As the odd currents of humor collide with the personal turmoil, the movie also becomes increasingly grimy. Blood, piss and vomit become more prominent, but this isn't a gross-out comedy. Bodily fluids accentuate the chaos and twisted laughs, as does a power outage no one seems the slightest bit prepared to deal with.

Like Husbands and Naked, The Mend puts viewers in the company of some often unlikable characters. The male-female relationships are also equally brittle as in those films, though less fueled by misogyny on the part of the men or deference on the part of the women. Farrah proves a fascinating character and we're left wondering if she is picking away at Alan's weaknesses out of malice or resentment, or simply because she knows it's exactly what he needs. Sumner, also seen currently in The End of the Tour, gives the character a decidedly trouble-making edge.

Owens' Andrea, who puts her young child in the path of the explosive Mat, is a more traditional co-dependent type, but her free-spirited ways and obvious affection for Alan help bring things to a boil. Also adding layers to the murky emotional waters is stage and screen veteran (and Steppenwolf ensemble member) Austin Pendleton as an old friend of the family who shares an inappropriate tale of sexual conquest involving the brothers' clearly not-model father.

Lucas, who has flirted with mainstream fame for years in movies like Sweet Home Alabama, Glory Road and Poseidon (greater celebrity perhaps denied due to his resemblance to Matthew McConaughey), is terrific here. He brings movie star presence to a sometimes repellant figure—always a fun combination.

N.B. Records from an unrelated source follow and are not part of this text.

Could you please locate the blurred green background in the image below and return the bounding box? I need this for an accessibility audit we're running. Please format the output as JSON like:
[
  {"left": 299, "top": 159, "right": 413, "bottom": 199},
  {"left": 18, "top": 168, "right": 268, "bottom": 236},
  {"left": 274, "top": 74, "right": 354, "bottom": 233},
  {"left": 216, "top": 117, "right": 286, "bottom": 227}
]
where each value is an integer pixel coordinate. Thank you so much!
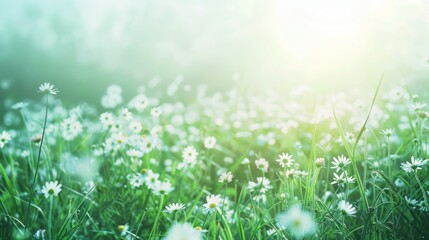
[{"left": 0, "top": 0, "right": 429, "bottom": 103}]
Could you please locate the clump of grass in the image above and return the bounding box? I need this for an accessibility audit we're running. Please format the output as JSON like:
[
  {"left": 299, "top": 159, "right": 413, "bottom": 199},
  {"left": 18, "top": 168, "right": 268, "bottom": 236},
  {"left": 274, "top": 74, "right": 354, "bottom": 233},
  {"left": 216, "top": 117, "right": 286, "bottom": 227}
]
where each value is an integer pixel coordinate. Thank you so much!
[{"left": 0, "top": 81, "right": 429, "bottom": 239}]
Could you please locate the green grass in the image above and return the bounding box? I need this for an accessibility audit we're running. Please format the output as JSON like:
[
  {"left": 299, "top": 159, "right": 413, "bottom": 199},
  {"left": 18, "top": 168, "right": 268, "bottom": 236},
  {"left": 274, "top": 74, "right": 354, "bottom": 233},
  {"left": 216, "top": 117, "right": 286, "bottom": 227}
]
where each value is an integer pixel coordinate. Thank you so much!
[{"left": 0, "top": 80, "right": 429, "bottom": 240}]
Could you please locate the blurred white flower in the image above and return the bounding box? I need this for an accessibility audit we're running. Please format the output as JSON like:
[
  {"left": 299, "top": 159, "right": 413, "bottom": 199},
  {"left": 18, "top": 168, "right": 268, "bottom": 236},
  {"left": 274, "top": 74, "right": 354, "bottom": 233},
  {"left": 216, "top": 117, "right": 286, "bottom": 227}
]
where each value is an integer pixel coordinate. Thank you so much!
[{"left": 276, "top": 205, "right": 317, "bottom": 238}]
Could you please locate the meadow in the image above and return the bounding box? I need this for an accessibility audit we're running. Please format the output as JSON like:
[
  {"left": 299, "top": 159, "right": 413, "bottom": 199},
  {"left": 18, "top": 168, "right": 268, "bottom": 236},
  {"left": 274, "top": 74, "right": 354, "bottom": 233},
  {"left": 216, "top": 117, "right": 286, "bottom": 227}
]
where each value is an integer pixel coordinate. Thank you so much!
[{"left": 0, "top": 80, "right": 429, "bottom": 240}]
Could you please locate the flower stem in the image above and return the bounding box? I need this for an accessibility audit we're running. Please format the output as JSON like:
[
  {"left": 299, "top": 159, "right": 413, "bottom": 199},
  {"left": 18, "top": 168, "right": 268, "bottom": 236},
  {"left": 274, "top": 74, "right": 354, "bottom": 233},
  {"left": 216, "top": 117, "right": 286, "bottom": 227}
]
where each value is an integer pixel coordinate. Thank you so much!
[
  {"left": 48, "top": 196, "right": 54, "bottom": 239},
  {"left": 414, "top": 171, "right": 429, "bottom": 208},
  {"left": 25, "top": 94, "right": 49, "bottom": 228},
  {"left": 150, "top": 195, "right": 164, "bottom": 239}
]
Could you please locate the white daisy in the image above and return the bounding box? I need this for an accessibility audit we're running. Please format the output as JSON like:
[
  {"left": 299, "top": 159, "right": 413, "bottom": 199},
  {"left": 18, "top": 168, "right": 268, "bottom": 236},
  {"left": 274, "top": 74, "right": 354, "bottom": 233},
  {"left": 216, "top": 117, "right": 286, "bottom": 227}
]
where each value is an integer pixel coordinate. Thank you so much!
[
  {"left": 42, "top": 181, "right": 62, "bottom": 198},
  {"left": 219, "top": 172, "right": 233, "bottom": 183},
  {"left": 248, "top": 177, "right": 273, "bottom": 193},
  {"left": 276, "top": 153, "right": 295, "bottom": 167},
  {"left": 332, "top": 172, "right": 355, "bottom": 187},
  {"left": 338, "top": 200, "right": 356, "bottom": 217},
  {"left": 182, "top": 146, "right": 198, "bottom": 166},
  {"left": 204, "top": 137, "right": 216, "bottom": 149},
  {"left": 0, "top": 131, "right": 12, "bottom": 148},
  {"left": 331, "top": 155, "right": 350, "bottom": 172},
  {"left": 165, "top": 203, "right": 185, "bottom": 213},
  {"left": 152, "top": 181, "right": 174, "bottom": 195},
  {"left": 401, "top": 156, "right": 428, "bottom": 173},
  {"left": 203, "top": 194, "right": 222, "bottom": 211},
  {"left": 255, "top": 158, "right": 269, "bottom": 172},
  {"left": 39, "top": 83, "right": 58, "bottom": 95},
  {"left": 164, "top": 223, "right": 203, "bottom": 240}
]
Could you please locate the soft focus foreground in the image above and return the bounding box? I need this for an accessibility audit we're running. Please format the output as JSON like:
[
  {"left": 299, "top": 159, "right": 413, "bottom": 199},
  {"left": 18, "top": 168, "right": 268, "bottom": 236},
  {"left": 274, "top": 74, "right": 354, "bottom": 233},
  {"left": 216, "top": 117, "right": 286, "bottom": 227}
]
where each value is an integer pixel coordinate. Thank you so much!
[{"left": 0, "top": 83, "right": 429, "bottom": 240}]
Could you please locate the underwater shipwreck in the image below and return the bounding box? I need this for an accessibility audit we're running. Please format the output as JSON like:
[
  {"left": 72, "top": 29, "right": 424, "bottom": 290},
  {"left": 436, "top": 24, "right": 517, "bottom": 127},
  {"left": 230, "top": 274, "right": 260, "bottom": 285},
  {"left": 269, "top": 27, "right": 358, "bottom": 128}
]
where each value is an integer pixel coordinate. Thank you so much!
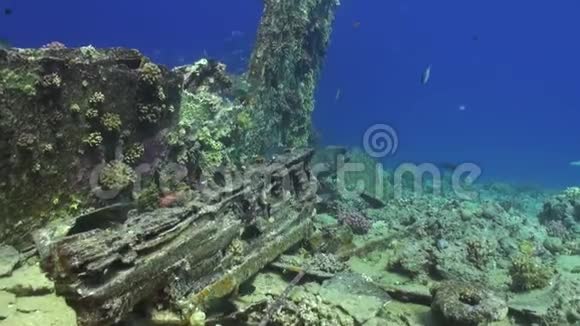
[{"left": 0, "top": 0, "right": 580, "bottom": 326}]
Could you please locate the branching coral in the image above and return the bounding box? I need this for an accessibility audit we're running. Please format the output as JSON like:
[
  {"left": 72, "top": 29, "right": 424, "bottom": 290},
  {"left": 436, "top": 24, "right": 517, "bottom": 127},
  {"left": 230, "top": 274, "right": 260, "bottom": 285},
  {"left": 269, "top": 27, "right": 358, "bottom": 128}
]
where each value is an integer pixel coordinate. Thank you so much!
[
  {"left": 101, "top": 112, "right": 122, "bottom": 131},
  {"left": 139, "top": 62, "right": 163, "bottom": 85},
  {"left": 69, "top": 103, "right": 81, "bottom": 114},
  {"left": 89, "top": 92, "right": 105, "bottom": 107},
  {"left": 83, "top": 132, "right": 103, "bottom": 147},
  {"left": 123, "top": 143, "right": 145, "bottom": 164},
  {"left": 40, "top": 73, "right": 62, "bottom": 88}
]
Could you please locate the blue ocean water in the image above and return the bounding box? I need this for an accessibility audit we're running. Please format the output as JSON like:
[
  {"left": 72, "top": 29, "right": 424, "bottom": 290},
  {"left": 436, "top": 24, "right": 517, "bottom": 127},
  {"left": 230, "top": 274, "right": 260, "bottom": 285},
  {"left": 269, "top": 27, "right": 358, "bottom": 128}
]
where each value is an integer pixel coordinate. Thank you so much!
[{"left": 0, "top": 0, "right": 580, "bottom": 187}]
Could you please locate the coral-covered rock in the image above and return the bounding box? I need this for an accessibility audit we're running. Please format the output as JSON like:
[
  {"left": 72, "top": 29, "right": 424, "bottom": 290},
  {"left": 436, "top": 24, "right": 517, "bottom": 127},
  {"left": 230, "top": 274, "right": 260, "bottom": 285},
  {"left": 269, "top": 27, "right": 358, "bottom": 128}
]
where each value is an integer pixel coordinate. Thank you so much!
[
  {"left": 538, "top": 188, "right": 580, "bottom": 237},
  {"left": 339, "top": 212, "right": 373, "bottom": 234},
  {"left": 0, "top": 47, "right": 181, "bottom": 245},
  {"left": 431, "top": 281, "right": 508, "bottom": 326},
  {"left": 0, "top": 246, "right": 20, "bottom": 277}
]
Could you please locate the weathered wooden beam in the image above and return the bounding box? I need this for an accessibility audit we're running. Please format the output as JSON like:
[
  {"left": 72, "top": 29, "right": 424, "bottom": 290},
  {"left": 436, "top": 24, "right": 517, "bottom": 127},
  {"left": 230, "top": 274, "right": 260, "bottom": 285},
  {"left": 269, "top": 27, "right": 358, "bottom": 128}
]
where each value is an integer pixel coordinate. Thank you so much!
[{"left": 39, "top": 150, "right": 316, "bottom": 325}]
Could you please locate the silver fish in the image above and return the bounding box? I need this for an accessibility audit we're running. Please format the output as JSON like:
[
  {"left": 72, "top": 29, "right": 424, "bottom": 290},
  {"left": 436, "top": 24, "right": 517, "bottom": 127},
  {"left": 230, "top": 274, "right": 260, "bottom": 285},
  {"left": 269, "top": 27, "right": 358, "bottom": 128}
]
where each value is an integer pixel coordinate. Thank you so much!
[
  {"left": 421, "top": 65, "right": 431, "bottom": 85},
  {"left": 0, "top": 39, "right": 11, "bottom": 50}
]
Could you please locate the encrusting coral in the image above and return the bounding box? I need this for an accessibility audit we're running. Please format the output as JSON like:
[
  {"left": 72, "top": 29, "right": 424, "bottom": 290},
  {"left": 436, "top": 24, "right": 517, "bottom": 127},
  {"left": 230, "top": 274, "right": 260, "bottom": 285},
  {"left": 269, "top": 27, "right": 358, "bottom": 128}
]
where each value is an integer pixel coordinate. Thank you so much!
[
  {"left": 99, "top": 161, "right": 136, "bottom": 190},
  {"left": 510, "top": 241, "right": 554, "bottom": 291}
]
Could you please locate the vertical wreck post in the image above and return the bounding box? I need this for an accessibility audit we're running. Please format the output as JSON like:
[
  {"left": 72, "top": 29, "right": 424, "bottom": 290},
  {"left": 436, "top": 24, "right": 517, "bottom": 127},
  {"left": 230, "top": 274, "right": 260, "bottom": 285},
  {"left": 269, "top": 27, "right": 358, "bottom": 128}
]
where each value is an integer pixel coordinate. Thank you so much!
[{"left": 248, "top": 0, "right": 339, "bottom": 151}]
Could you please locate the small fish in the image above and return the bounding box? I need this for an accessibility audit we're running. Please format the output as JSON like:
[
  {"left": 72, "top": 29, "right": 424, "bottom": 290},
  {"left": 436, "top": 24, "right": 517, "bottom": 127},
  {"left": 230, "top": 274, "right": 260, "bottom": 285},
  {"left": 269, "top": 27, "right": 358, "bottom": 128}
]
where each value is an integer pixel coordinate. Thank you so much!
[
  {"left": 421, "top": 65, "right": 431, "bottom": 85},
  {"left": 0, "top": 39, "right": 12, "bottom": 50},
  {"left": 231, "top": 31, "right": 244, "bottom": 37}
]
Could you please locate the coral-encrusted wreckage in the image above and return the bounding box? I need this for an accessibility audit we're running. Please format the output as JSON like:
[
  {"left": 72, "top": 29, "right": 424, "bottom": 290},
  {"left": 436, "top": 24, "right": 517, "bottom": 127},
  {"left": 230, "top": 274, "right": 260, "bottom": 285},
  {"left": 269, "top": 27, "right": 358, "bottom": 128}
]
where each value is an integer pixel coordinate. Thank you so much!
[
  {"left": 0, "top": 0, "right": 580, "bottom": 326},
  {"left": 0, "top": 0, "right": 338, "bottom": 325}
]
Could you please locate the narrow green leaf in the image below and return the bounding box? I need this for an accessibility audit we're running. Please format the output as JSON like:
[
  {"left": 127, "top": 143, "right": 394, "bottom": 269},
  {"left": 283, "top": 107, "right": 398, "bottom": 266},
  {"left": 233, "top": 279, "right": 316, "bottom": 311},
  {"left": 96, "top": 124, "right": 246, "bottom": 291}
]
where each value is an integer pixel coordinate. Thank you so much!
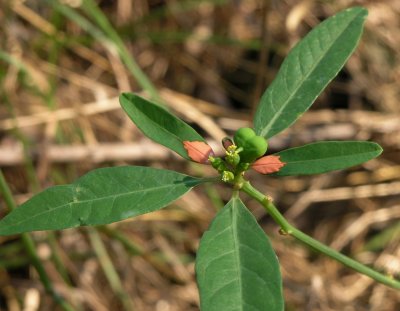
[
  {"left": 274, "top": 141, "right": 382, "bottom": 176},
  {"left": 119, "top": 93, "right": 204, "bottom": 160},
  {"left": 196, "top": 198, "right": 284, "bottom": 311},
  {"left": 0, "top": 166, "right": 205, "bottom": 235},
  {"left": 254, "top": 7, "right": 368, "bottom": 138}
]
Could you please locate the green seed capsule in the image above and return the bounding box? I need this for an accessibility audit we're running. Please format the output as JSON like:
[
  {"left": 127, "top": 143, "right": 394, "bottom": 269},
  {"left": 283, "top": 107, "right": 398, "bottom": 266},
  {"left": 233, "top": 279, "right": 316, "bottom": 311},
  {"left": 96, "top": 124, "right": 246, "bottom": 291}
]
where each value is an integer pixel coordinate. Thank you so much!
[
  {"left": 233, "top": 127, "right": 256, "bottom": 149},
  {"left": 234, "top": 127, "right": 268, "bottom": 163}
]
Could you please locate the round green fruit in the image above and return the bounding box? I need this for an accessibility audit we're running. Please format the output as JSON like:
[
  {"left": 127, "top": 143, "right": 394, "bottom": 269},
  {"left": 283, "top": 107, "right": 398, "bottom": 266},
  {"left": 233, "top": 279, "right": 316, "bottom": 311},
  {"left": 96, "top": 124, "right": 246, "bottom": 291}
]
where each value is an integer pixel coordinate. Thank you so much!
[
  {"left": 233, "top": 127, "right": 256, "bottom": 149},
  {"left": 233, "top": 127, "right": 268, "bottom": 163}
]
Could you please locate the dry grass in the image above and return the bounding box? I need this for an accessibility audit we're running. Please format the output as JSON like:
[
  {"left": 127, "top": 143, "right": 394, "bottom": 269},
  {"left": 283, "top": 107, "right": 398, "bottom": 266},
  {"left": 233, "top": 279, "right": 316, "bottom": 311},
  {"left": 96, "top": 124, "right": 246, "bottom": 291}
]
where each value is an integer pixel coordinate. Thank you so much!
[{"left": 0, "top": 0, "right": 400, "bottom": 311}]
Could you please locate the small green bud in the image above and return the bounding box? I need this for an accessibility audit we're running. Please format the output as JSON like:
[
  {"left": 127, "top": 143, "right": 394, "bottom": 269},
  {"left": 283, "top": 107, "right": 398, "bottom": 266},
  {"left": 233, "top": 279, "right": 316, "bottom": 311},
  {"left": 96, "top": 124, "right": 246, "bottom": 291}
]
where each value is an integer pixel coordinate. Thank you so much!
[
  {"left": 222, "top": 137, "right": 233, "bottom": 150},
  {"left": 233, "top": 127, "right": 268, "bottom": 163},
  {"left": 226, "top": 152, "right": 240, "bottom": 166},
  {"left": 233, "top": 127, "right": 256, "bottom": 148},
  {"left": 216, "top": 162, "right": 228, "bottom": 174},
  {"left": 238, "top": 162, "right": 250, "bottom": 172},
  {"left": 222, "top": 171, "right": 235, "bottom": 182},
  {"left": 208, "top": 156, "right": 222, "bottom": 169}
]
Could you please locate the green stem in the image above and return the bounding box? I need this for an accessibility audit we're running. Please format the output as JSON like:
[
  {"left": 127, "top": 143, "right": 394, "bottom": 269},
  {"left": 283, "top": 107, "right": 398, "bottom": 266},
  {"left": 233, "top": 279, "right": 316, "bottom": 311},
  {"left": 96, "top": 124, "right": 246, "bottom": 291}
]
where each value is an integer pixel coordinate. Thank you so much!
[
  {"left": 0, "top": 170, "right": 74, "bottom": 311},
  {"left": 241, "top": 181, "right": 400, "bottom": 289}
]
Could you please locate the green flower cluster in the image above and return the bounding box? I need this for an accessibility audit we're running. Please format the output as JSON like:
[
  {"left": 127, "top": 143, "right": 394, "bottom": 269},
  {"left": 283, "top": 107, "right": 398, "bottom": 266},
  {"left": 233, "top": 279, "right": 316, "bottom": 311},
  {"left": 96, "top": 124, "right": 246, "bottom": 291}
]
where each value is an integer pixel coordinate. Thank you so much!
[{"left": 209, "top": 127, "right": 268, "bottom": 182}]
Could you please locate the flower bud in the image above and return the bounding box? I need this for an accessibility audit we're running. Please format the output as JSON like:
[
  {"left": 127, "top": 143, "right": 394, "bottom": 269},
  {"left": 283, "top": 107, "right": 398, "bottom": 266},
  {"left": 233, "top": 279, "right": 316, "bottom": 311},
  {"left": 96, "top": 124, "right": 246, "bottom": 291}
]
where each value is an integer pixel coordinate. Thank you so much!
[{"left": 222, "top": 171, "right": 235, "bottom": 182}]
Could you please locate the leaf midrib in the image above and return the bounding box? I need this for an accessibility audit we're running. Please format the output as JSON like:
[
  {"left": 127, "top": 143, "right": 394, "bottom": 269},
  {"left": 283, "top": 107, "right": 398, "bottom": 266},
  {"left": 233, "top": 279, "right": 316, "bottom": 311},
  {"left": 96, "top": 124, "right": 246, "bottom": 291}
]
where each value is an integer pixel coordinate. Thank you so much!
[
  {"left": 276, "top": 151, "right": 375, "bottom": 164},
  {"left": 2, "top": 182, "right": 196, "bottom": 229},
  {"left": 260, "top": 11, "right": 362, "bottom": 137}
]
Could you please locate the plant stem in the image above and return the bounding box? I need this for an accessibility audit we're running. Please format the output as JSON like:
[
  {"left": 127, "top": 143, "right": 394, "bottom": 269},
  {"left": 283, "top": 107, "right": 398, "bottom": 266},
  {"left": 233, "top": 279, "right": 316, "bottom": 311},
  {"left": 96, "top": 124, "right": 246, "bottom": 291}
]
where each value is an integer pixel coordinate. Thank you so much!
[
  {"left": 241, "top": 181, "right": 400, "bottom": 289},
  {"left": 0, "top": 170, "right": 74, "bottom": 311}
]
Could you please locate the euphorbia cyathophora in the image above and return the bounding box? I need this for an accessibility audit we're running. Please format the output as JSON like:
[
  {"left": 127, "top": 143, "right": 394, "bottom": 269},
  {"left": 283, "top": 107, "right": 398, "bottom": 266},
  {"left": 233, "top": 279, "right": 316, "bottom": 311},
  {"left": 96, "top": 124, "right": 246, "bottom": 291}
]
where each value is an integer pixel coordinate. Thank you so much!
[{"left": 183, "top": 127, "right": 285, "bottom": 182}]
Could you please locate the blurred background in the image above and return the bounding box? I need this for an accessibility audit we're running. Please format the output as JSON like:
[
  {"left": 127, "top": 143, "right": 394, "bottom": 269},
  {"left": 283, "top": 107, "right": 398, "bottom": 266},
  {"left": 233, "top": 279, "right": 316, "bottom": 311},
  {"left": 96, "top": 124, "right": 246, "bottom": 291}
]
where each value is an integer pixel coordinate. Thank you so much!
[{"left": 0, "top": 0, "right": 400, "bottom": 311}]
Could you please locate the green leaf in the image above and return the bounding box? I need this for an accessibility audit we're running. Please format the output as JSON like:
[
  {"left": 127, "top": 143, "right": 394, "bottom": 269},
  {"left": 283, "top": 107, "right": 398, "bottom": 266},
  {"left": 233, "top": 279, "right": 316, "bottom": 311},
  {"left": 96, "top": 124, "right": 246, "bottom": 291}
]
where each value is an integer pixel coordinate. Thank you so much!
[
  {"left": 196, "top": 198, "right": 284, "bottom": 311},
  {"left": 254, "top": 7, "right": 368, "bottom": 138},
  {"left": 0, "top": 166, "right": 205, "bottom": 235},
  {"left": 274, "top": 141, "right": 382, "bottom": 176},
  {"left": 119, "top": 93, "right": 204, "bottom": 160}
]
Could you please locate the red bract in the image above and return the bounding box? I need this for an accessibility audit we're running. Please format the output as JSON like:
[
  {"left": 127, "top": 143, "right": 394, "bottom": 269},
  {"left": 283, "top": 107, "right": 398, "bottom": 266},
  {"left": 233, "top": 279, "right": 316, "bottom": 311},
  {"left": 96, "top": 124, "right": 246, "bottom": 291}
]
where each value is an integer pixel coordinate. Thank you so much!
[
  {"left": 251, "top": 156, "right": 286, "bottom": 174},
  {"left": 183, "top": 140, "right": 214, "bottom": 163}
]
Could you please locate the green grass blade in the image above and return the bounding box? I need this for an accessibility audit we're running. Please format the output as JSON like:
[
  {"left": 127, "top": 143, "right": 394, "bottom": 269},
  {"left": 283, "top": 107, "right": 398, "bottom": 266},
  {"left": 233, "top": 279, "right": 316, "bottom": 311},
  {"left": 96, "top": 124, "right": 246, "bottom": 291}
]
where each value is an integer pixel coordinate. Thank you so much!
[
  {"left": 274, "top": 141, "right": 382, "bottom": 176},
  {"left": 254, "top": 7, "right": 367, "bottom": 138},
  {"left": 47, "top": 0, "right": 159, "bottom": 99},
  {"left": 196, "top": 198, "right": 284, "bottom": 311},
  {"left": 0, "top": 166, "right": 206, "bottom": 235},
  {"left": 119, "top": 93, "right": 204, "bottom": 160}
]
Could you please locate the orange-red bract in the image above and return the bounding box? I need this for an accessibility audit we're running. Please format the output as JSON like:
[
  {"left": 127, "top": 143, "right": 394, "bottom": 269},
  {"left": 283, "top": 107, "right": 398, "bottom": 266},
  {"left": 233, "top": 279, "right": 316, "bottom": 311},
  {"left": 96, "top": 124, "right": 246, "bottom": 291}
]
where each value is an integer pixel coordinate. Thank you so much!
[
  {"left": 251, "top": 155, "right": 286, "bottom": 174},
  {"left": 183, "top": 140, "right": 213, "bottom": 163}
]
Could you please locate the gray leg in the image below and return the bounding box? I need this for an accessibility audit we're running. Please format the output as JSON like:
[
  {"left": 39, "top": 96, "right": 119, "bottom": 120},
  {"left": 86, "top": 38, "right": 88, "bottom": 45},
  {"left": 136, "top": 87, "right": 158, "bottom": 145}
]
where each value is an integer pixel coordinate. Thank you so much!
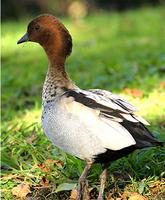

Plunkett at first defers to his charisma, fitting the pent-up state of his character, but when he finally lets loose, he gives Lucas a run for his money in the volatility department.

Those looking for a clear and easy statement or moral in The Mend, or a fuller explanation or justification for the unstable behavior on display, may find the movie frustrating. Magary is intent on keeping things untidy—both figuratively and literally—and the result is audacious and electrifying.

The Mend. Written and directed by John Magary. Starring Josh Lucas, Stephen Plunkett, Mickey Sumner and Lucy Owens. 111 mins. No MPAA rating.

Opens Friday, Sept. 11 at Facets Cinémathèque.